Yesterday was an all-around shit day in an all-around shit week. Everything I’m working on right now is 1) crazy busy, and 2) headed for a disaster. Things have been deteriorating all week, with yesterday far exceeding the previous days. And my fraying nerves were starting to show. I snapped at interns, yelled at multiple people on the phone, and nearly took out the lady at the diner I went to for lunch.
[Folks, in case you’re wondering, a patty melt comes with – yes, COMES WITH – grilled onions. Without the grilled onions, all you have is a cheeseburger on toast. Which could be the saddest thing I’ve ever seen.]

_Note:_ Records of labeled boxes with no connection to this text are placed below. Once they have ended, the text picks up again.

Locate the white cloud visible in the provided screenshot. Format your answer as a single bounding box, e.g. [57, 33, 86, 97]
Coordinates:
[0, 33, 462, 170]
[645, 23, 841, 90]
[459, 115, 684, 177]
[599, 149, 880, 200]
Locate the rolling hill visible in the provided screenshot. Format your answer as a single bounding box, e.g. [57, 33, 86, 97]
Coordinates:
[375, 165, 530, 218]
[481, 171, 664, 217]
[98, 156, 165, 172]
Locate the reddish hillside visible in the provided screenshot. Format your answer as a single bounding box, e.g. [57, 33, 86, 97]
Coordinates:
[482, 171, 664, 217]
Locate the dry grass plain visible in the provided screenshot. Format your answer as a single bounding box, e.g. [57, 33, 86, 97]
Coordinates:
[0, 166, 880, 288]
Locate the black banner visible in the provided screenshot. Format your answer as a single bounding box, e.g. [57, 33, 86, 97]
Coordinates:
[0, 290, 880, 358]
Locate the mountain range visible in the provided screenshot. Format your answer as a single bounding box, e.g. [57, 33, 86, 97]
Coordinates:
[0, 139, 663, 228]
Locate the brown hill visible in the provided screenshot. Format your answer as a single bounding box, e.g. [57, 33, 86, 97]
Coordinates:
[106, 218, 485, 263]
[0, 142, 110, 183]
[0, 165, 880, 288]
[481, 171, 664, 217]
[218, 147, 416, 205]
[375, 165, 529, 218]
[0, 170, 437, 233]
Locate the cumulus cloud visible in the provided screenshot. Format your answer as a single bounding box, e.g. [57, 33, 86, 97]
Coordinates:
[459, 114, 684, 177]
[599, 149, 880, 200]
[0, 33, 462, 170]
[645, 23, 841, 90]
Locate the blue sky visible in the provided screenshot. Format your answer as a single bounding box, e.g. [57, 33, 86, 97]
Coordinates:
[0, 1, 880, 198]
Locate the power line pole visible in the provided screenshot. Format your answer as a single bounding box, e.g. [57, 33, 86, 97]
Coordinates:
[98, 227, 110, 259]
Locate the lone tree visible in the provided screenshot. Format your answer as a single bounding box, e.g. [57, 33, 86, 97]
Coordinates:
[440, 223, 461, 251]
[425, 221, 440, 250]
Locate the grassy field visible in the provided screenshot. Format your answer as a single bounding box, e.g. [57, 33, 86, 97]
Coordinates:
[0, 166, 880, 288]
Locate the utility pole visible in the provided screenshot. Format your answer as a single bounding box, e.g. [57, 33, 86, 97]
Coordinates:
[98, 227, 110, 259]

Around 6:45p, I realized that the work day wasn’t close to being over and hunkered down for several hours of more work when I saw an email from a former colleague of mine from the firm. She had forwarded me an email that said, “Thought you’d be interested in this.” The email that she forwarded me was from a partner at my former firm who headed up the death penalty appeal case I worked during my 2 and 1/2 years there.
About six months before I left, I spent a week in Butts County, Georgia with our litigation team for a hearing. Everything about this case, the client, the team was amazing. And the professional and personal satisfaction I got from working on the case far exceeds any other professional experience I’ve had. Even though we never thought we’d win. Even though we knew that our guy confessed to killing the victim. The point was that his constitutional rights had been violated, making his death penalty conviction unjustifiable. But as with everything in life, just because something was unfair or a miscarriage of justice does not mean that you will win your argument. I think we all learned this lesson by the third grade.
Until this time.
Yup, the Superior Court of Butts County, Georgia agreed with our team – yes, I said AGREED with those fast talking New York City attorneys in their fancy suits – that our client’s constitutional rights were violated, causing the court to grant a reduction in sentencing from death to life without possibility of parole.
You may be thinking, Big deal, he went from death row to the prospect of living the rest of his life without any hope of seeing the light of day. I sorta see your point. But I also wholeheartedly disagree. I could say that it’s because the death penalty is not workable or working in our justice system for more reasons than I care to recount here. I could say that it’s because the death penalty eliminates any hope for rehabilitation and strikes against our other stated goals in the justice system. I could say that it’s because ensuring that the constitution remains a respected document no matter what a defendant is accused of doing is – and has always been – one of the greatest responsibilities of any generation of American citizens. I could that it’s because, through death, there’s no hope for something different, something better to come out of a bad situation. I could say that it’s because my mother always taught me that two wrongs don’t make a right. I believe all of this, but I save those flowery, philosophical musings for HC when he’s watching TV and barely listening to me.
Instead, I’ll just leave it at this – I know that this decision changed our client’s life for the better. That’s enough for me.